Frontend architecture gets expensive when boundaries are unclear. Small shortcuts become difficult coupling points later.
I now optimize for one thing first: predictable change.
Separation by Behavior, Not by File Type
I avoid "all hooks in one folder" and "all components in one folder" structures once the app grows.
Instead, I group by domain and behavior:
- Feature routes
- Shared UI primitives
- Shared data/domain utilities
- Cross-cutting infrastructure
That pattern keeps local changes local.
Server-First Mental Model
With App Router, I default to server components and add client boundaries only when needed for interaction.

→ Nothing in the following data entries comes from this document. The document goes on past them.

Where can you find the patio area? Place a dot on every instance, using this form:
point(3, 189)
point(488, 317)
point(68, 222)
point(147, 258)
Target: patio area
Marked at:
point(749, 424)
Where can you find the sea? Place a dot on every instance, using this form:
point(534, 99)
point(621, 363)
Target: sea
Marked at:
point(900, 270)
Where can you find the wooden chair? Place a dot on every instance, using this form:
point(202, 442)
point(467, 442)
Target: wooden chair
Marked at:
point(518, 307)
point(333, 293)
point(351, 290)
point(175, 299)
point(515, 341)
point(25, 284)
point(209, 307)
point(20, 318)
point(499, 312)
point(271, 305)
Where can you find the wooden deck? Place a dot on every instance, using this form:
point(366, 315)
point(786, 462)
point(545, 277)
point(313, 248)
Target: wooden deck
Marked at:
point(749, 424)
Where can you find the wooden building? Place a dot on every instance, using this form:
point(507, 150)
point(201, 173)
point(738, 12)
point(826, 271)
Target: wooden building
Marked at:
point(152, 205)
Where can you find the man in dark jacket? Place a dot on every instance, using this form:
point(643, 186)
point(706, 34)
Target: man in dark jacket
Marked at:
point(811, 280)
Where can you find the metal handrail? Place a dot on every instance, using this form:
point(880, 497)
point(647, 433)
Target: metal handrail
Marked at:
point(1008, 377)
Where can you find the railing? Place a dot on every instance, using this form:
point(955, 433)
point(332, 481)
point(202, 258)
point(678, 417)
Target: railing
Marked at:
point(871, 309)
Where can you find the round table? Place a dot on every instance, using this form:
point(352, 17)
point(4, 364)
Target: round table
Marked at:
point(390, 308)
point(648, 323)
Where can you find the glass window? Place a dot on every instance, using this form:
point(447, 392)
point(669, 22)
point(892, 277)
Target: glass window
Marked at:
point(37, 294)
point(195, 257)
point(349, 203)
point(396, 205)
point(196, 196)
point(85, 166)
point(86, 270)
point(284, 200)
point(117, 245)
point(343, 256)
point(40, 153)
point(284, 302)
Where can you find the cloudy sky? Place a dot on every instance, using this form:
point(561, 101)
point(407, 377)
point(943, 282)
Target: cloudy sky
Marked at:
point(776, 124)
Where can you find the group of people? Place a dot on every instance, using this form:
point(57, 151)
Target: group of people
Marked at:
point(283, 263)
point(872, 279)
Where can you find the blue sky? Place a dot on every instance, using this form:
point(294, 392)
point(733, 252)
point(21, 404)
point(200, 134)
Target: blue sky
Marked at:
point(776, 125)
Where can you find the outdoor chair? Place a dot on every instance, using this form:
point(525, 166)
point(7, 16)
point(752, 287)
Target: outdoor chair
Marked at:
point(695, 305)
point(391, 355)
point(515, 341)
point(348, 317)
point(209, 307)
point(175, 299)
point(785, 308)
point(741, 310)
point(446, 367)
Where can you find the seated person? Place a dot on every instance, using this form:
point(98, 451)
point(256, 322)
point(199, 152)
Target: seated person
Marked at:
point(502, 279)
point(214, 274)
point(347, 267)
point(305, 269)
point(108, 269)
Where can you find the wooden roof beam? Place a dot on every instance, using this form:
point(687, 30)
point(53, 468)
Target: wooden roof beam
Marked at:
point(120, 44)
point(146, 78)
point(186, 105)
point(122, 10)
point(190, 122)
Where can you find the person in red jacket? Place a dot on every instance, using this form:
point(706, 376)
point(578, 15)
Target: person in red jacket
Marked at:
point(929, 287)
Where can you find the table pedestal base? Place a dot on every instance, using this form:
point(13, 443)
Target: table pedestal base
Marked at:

export default async function DashboardPage() {
const data = await getDashboardData();
return (
<>
<Summary data={data.summary} />
<InteractiveChart seed={data.chart} />
</>
);
}
This made bundle size and hydration behavior easier to reason about.
UI Primitives Need Strong Contracts
Reusable components are only useful when their API is disciplined.
I try to keep primitives:
- Variant-based
- Accessible by default
- Narrow in surface area
- Composable through slots/children
Overly flexible components usually hide design drift.
Build Systems and Guardrails
Architecture quality drops quickly without guardrails. I rely on:
- ESLint rules for import boundaries
- Type-driven API contracts
- Route-level loading/error states
- Visual regression snapshots for core flows
The goal is not perfection. The goal is to make the wrong path harder than the right one.